Freedom has long been considered the most essential human right until the rise of a new climate of insecurity pushed individuals to retreat into their alleged safe communities, protected by hi-tech security systems, making them prisoners of their own prejudice. This self-imposed limited freedom is regarded, by some, as preferable to the potential risks of a truly open society. The control of society is as old as government itself, but modern technology combined with the power of predictive algorithms, has provided states, along with multinational corporations, with more and more invidious methods of citizens’ control.
Predicting human behaviour with pinpoint accuracy has almost become reality as the original intent of the founders of a well-known Internet search engine to ‘organise world information and make it accessible and useful’ has gradually turned into an almost infinite source of personal data convertible into behavioural models with limitless economic potential.
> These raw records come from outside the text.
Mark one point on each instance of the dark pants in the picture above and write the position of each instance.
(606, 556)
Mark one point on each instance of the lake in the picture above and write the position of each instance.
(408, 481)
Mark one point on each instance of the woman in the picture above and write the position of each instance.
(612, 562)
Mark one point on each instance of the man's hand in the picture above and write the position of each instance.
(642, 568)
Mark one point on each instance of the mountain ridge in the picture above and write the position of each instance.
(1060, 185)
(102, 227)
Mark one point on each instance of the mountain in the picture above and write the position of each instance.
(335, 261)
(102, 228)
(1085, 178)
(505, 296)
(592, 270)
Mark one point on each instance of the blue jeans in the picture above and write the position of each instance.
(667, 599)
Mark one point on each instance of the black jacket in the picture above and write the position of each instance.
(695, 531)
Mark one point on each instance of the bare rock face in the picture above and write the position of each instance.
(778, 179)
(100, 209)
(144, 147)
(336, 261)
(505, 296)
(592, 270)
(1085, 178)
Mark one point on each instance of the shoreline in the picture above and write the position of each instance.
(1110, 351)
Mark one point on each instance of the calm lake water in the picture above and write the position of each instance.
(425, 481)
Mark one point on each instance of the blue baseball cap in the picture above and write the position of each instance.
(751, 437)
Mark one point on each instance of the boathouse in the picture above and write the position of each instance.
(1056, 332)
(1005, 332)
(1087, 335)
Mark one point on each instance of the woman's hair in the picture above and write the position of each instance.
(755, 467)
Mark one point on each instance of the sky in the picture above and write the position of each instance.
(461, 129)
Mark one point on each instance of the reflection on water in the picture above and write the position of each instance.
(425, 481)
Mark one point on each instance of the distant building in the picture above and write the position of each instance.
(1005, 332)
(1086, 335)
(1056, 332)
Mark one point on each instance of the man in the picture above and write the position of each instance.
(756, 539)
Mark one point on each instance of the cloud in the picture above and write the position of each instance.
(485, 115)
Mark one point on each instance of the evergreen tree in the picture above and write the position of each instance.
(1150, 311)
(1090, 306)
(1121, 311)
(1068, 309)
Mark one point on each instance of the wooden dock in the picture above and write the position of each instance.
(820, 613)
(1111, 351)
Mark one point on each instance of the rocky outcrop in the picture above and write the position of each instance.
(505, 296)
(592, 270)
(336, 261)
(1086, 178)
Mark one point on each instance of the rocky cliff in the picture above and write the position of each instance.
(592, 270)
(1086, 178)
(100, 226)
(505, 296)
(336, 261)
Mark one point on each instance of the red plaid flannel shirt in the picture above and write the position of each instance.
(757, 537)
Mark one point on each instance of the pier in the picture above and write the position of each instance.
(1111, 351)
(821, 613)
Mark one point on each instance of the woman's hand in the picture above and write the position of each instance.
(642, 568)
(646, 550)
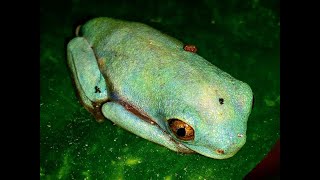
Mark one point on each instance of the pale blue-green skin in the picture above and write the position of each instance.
(151, 71)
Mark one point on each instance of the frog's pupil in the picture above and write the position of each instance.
(181, 132)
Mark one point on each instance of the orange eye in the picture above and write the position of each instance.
(181, 129)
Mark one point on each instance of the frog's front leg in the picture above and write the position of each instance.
(131, 122)
(90, 83)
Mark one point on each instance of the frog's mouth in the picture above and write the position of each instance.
(179, 147)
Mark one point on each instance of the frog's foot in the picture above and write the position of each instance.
(90, 83)
(147, 129)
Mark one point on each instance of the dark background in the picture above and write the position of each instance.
(240, 37)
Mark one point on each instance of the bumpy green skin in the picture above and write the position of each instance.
(152, 72)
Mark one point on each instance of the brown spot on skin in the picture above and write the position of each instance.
(181, 129)
(97, 89)
(190, 48)
(220, 151)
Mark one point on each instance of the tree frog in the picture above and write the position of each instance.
(158, 88)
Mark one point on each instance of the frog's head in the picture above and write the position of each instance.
(212, 122)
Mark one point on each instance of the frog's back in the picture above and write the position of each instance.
(143, 64)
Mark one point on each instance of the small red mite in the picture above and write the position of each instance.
(190, 48)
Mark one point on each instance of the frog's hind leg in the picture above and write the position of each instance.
(90, 83)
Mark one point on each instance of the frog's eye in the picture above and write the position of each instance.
(181, 129)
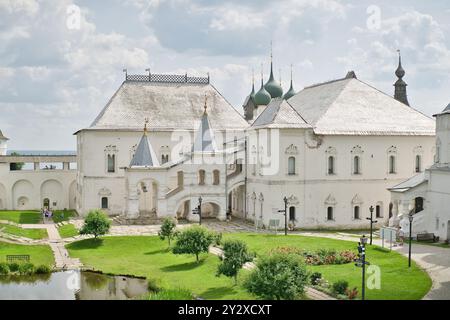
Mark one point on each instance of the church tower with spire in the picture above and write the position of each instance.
(400, 85)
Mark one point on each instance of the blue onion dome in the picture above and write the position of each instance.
(262, 97)
(273, 87)
(290, 93)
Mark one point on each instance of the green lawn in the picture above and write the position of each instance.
(68, 230)
(22, 217)
(40, 254)
(148, 256)
(397, 280)
(27, 233)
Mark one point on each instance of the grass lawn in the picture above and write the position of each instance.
(27, 233)
(41, 254)
(148, 256)
(68, 230)
(22, 217)
(397, 280)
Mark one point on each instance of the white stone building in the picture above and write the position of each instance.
(427, 194)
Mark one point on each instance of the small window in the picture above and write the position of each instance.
(291, 166)
(201, 177)
(330, 165)
(330, 214)
(356, 213)
(104, 203)
(378, 211)
(356, 165)
(111, 163)
(391, 164)
(292, 214)
(216, 177)
(418, 163)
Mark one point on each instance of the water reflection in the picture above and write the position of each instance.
(71, 285)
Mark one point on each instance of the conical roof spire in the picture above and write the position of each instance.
(144, 156)
(291, 91)
(400, 85)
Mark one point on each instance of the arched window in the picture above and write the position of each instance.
(330, 214)
(111, 162)
(356, 165)
(201, 177)
(391, 164)
(292, 214)
(331, 165)
(356, 213)
(104, 202)
(291, 165)
(418, 163)
(216, 177)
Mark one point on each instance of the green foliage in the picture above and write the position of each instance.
(340, 287)
(96, 223)
(26, 268)
(315, 278)
(170, 294)
(168, 229)
(193, 240)
(235, 255)
(4, 268)
(43, 269)
(277, 277)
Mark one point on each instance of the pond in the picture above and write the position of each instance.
(71, 285)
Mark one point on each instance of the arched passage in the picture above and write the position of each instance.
(22, 192)
(52, 193)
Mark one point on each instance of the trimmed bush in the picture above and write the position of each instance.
(4, 268)
(340, 287)
(43, 269)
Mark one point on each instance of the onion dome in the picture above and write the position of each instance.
(272, 86)
(262, 97)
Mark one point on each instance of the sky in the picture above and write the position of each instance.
(62, 60)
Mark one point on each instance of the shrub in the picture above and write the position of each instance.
(13, 267)
(168, 229)
(351, 294)
(193, 240)
(340, 287)
(235, 255)
(43, 269)
(4, 268)
(315, 278)
(26, 268)
(96, 223)
(278, 276)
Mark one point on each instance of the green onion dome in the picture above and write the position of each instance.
(273, 87)
(290, 93)
(262, 97)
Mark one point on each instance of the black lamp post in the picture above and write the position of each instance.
(285, 214)
(361, 262)
(411, 218)
(372, 222)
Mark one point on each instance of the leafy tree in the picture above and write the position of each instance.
(168, 229)
(235, 255)
(277, 277)
(96, 223)
(193, 240)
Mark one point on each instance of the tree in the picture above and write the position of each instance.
(279, 276)
(193, 240)
(96, 223)
(235, 255)
(168, 229)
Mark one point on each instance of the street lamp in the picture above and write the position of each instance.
(285, 214)
(361, 262)
(411, 218)
(372, 222)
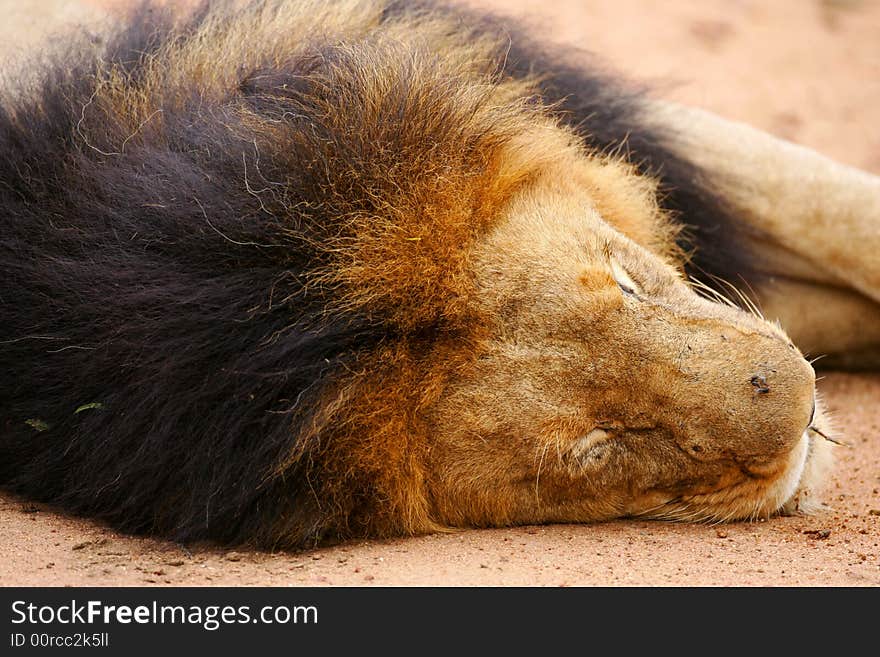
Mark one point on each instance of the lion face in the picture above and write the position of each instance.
(601, 385)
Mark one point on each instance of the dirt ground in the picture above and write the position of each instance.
(806, 70)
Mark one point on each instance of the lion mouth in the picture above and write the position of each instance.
(787, 490)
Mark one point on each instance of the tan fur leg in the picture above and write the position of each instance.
(814, 225)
In 2016, the reality game “Pokémon Go” was the first to offer ‘sponsored spaces’, side by side, with the actual game territory. Today, the slightest move in our daily electronic life is instantly intercepted by digital platforms suddenly disposing of precious information about everyone of us.
For Harvard Professor, Shoshana Zuboff, ‘surveillance capitalism’ is the latest stage of what she calls a “rogue mutation of capitalism” which endangers the very future of democracy by substituting digital information for face to face deliberation. The “Big Other”, title of her acclaimed paper published in 2016, exposes the threat to human autonomy posed by a digital revolution and its ultimate goal to ‘automate us’. The absence of overall global regulation can only encourage the non-stop accumulation of data knowledge.
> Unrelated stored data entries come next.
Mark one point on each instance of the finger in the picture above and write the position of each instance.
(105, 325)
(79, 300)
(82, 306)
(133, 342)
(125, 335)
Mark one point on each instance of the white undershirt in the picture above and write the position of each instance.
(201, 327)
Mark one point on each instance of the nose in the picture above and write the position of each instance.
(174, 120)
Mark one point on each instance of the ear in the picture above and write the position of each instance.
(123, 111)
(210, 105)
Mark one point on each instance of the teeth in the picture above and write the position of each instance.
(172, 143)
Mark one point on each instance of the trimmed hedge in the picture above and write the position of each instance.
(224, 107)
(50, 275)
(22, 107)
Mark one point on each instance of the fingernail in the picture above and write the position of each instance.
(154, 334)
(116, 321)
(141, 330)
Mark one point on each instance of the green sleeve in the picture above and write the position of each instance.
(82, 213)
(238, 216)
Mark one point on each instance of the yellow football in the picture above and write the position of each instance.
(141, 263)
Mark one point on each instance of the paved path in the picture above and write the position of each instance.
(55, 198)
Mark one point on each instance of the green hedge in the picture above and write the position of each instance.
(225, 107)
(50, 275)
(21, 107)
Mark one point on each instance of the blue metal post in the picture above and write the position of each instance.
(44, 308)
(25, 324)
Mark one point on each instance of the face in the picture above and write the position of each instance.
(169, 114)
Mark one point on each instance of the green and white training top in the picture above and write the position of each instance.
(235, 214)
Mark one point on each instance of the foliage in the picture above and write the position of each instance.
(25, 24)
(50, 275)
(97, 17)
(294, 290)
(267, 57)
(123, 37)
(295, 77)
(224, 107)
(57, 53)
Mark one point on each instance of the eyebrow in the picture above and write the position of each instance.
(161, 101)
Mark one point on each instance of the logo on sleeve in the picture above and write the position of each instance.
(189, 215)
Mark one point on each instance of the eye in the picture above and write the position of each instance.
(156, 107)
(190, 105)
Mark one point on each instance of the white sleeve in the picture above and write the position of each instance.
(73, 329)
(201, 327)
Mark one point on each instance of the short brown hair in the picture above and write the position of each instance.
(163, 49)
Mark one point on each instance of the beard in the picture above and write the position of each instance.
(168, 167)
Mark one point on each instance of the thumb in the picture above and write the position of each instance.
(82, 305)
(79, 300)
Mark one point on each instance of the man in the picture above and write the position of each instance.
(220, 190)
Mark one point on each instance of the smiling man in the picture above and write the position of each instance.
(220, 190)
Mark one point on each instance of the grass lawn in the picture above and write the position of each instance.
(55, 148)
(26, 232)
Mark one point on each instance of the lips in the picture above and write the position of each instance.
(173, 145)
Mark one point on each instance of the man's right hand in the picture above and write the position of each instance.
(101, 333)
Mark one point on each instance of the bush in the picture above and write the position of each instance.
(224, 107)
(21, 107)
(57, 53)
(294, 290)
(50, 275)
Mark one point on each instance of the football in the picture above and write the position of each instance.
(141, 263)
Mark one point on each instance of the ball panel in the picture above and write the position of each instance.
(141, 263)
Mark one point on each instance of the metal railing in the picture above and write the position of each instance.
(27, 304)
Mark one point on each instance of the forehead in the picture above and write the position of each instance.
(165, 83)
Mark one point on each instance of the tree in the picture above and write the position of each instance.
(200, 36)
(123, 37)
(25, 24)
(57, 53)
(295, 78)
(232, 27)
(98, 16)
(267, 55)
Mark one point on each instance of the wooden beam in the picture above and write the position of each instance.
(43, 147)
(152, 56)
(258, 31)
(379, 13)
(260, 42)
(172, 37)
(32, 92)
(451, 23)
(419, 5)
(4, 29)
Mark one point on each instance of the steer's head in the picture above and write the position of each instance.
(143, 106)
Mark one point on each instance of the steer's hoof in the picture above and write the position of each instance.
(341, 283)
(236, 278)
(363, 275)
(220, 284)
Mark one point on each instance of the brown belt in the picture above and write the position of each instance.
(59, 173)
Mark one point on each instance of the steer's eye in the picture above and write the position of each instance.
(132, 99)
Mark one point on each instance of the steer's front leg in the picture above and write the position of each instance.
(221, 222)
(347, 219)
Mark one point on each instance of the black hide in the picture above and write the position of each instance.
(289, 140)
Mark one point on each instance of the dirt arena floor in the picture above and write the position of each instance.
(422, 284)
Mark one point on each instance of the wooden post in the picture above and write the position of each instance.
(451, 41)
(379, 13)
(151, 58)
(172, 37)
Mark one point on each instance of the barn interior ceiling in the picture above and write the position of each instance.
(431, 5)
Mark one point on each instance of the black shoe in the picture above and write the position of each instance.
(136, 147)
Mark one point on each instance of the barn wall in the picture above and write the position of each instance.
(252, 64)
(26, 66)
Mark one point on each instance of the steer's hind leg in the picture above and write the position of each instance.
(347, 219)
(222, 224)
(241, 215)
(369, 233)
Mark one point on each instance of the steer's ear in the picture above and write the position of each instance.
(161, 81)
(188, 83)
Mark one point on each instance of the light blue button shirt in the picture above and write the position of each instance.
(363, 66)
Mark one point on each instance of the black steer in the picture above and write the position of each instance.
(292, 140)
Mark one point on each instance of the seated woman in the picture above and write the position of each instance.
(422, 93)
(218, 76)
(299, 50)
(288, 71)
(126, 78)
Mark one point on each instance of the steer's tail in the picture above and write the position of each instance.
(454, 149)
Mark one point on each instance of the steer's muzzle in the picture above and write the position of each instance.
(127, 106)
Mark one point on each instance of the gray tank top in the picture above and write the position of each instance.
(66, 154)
Our seemingly inevitable dependence upon our mobile phones and computers makes us, willy-nilly, the guinea-pigs or ‘human natural resources’ which can be tapped into, without our consent. Can personal autonomy and self-determination survive when we enter uncertain times where, as Zuboff comments, ‘they know more about us than we know about ourselves or than we know about them.”? The ‘ownership’ of personal data, claimed by many as an inalienable right of the digital age, may prove an empty concept when any ‘surplus’ trace left by us through our day to day communications, is eventually gleaned to become exploited for economic or political ends.